Sam Peterson just thought he was going to visit his fifth-grade daughter, Chelsea, at the Art$mart store in the Crystal River Mall on Friday. Instead, he found himself jumping in to fight bureaucratic budget cutters.
Friday was the final day for the Art$mart program, not just for this year, but forever. The innovative work experience program for Citrus County fifth-graders, which opened in 1994, has been cut due to budget concerns.
"I just don't quite understand it," Peterson said. "To me, it's disheartening to see things for children taken away when, on the other hand, people are saying there's nothing for children to do."
The program operated an arts and crafts store at the Crystal River Mall. There, all county fifth-graders learned about running a business, from collecting money to greeting customers to designing advertisements.
After talking to the program's teacher, Donna Corey, Peterson started making phone calls and getting signatures on petitions to save the program. He said he had already filled quite a few lines on his petition.
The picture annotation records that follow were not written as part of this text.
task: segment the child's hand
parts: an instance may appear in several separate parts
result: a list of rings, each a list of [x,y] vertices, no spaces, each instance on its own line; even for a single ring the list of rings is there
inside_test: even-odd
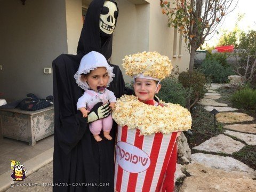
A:
[[[88,116],[88,113],[89,113],[90,111],[87,110],[85,107],[81,108],[79,110],[80,110],[83,114],[83,117],[87,117]]]
[[[111,102],[110,104],[109,104],[109,107],[111,107],[111,111],[113,111],[114,110],[114,109],[115,109],[115,105],[116,104],[115,102]]]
"This galls me," he said. "I pay attention when things are there for kids anymore."
Earlier this school year, fifth-grade teachers were surveyed about Art$mart, and some expressed concerns about getting enough chaperones and keeping the children safe. Some said that the lessons learned weren't appropriate for the age level of the children. Still others went so far as to say that the program was a waste of valuable education time.
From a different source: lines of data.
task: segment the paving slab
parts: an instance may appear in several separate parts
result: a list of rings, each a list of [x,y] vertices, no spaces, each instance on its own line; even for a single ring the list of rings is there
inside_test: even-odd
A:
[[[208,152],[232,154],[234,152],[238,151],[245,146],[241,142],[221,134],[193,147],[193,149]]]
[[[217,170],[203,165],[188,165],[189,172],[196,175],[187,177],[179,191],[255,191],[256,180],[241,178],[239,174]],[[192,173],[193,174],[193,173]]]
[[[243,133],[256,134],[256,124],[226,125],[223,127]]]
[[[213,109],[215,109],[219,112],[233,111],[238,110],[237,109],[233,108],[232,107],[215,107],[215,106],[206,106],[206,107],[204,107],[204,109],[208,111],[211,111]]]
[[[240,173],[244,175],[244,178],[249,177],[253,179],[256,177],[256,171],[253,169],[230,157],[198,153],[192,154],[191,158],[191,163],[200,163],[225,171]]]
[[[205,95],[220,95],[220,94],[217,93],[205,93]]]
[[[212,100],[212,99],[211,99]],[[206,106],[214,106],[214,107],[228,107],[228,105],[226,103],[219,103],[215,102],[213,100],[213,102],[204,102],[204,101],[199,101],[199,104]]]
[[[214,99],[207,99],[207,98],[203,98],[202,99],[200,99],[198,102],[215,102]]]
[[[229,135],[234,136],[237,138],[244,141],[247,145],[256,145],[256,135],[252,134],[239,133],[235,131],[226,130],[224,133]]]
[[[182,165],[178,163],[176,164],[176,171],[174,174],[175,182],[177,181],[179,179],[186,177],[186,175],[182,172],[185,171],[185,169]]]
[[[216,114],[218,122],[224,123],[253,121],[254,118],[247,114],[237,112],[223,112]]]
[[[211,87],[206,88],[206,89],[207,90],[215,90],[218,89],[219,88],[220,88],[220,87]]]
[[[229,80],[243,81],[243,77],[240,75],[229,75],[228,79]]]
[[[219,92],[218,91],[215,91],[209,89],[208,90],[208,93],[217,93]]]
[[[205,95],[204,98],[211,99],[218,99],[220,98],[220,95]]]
Elementary education coordinator Mark Brunner said the decision to end the program was purely a budget decision. With 1,100 fifth-grade students going through the store program each year, the cost to the district was between $50,000 and $60,000, including salaries and transportation.
"This was the last day for this year, and the superintendent has made the decision to not continue it," Brunner said.
"I wouldn't rule out the possibility of looking down the road in the future at having some other kind of activity," he said. "It has been an evolution of these kinds of activities in this district. We had the career ed center in Lecanto several years ago, and that was phased out."
Brunner said the program has provided a valuable experience for students, and he had nothing but praise for Corey and all the work she has done to keep the program going. She will be moving into a different position in the district in the new school year, he said.
Peterson said he hates to see a program enjoyed so much by the children go away and hopes some corporate entity or others in the community would come forward to sponsor the program.
"I really feel that the schools should have taken a more proactive approach to this," he said. "When something is taken away like this, it's a sad day."